Although a great number of people try meditation at some point in their lives, a small percentage actually stick with it for the long-term. Meditation is an absolutely wonderful practice, but can be very difficult in the beginning. The practice comes with a myriad of well-publicized health benefits including increased concentration, decreased anxiety, and a general feeling of happiness.
This is unfortunate, and a possible reason is that many beginners do not begin with a mindset needed to make the practice sustainable. You will only get to the next level in meditation by setting aside specific time (preferably two times a day) to be still. Breathing deep slows the heart rate, relaxes the muscles, focuses the mind and is an ideal way to begin practice.
Although many of us think of effective meditation as a Yogi sitting cross-legged beneath a Bonzi tree, beginners should be more experimental and try different types of meditation. A great practice for beginning meditators is to take notice of the body when a meditative state starts to take hold.


Preferably an instructional guide AND one that describes the benefits of deep meditative states. Meditation is a life-long practice, and you will benefit most by NOT examining the results of your daily practice. For beginning meditators, the slightest physical movements can transform a meditative practice from one of frustration to one of renewal.
Meditating with a partner or loved one can have many wonderful benefits, and can improve your practice.

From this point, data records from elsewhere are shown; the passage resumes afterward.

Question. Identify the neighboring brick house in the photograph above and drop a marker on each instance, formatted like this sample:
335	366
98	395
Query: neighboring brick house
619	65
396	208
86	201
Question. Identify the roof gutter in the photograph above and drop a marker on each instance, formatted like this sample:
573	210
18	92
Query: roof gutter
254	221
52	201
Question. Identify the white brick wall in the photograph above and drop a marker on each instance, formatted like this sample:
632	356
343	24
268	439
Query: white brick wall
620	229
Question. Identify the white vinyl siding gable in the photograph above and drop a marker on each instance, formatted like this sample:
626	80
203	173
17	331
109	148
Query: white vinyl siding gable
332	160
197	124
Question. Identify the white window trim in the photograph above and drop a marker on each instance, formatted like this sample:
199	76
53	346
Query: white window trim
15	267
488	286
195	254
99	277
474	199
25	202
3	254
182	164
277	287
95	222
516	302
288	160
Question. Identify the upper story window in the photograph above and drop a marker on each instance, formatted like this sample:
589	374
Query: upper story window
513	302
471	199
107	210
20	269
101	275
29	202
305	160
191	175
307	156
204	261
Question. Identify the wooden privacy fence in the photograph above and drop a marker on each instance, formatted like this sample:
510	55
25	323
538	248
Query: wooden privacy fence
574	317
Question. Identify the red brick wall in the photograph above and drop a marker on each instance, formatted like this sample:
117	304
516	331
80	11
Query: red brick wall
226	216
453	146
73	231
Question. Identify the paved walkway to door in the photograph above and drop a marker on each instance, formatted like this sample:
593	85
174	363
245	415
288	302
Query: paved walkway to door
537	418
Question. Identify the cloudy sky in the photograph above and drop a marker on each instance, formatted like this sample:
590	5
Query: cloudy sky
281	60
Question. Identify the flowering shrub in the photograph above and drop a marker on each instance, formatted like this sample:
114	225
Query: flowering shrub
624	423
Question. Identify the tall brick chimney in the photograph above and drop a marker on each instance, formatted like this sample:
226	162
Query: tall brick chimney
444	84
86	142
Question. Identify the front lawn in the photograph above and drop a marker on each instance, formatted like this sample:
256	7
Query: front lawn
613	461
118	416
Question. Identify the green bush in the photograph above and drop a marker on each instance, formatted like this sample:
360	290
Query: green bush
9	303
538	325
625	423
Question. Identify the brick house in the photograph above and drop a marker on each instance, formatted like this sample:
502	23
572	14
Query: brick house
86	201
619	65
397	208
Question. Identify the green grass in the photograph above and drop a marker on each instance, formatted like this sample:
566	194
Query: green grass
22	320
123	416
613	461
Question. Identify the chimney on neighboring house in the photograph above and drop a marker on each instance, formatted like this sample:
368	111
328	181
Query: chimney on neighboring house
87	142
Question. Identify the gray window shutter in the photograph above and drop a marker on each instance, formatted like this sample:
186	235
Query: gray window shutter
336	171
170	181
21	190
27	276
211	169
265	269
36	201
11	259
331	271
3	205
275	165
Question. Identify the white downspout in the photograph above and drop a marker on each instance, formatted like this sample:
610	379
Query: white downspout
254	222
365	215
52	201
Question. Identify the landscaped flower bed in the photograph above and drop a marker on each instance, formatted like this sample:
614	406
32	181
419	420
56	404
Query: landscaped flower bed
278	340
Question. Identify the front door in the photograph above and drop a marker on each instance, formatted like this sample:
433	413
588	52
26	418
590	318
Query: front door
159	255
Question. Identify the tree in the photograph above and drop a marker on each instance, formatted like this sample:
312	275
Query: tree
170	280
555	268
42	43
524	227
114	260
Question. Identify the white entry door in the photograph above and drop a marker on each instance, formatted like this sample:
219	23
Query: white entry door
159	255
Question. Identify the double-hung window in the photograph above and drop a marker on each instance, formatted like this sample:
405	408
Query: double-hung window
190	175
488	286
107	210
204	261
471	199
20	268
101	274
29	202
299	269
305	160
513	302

Without a doubt, early morning is an ideal time to practice: it is quieter, your mind is not filled with the usual clutter, and there is less chance you will be disturbed. Meditation is hard work, and you will inevitably come to a point where it seemingly does not fit into the picture anymore. If you resonate with what you see here, you can follow us by clicking any of the social icons below. The art of focusing your attention to a single point is hard work, and you have to be purposefully engaged!


Once the mind quiets, put all your attention to the feet and then slowly move your way up the body (include your internal organs). If you have it in the back of your mind that the phone might ring, your kids might wake, or your coffee pot might whistle than you will not be able to attain a state of deep relaxation.
These adjustments may be barely noticeable to an observer, but they can mean everything for your practice.
Chances are that losing the ability to focus on meditation is parallel with your inability to focus in other areas of your life!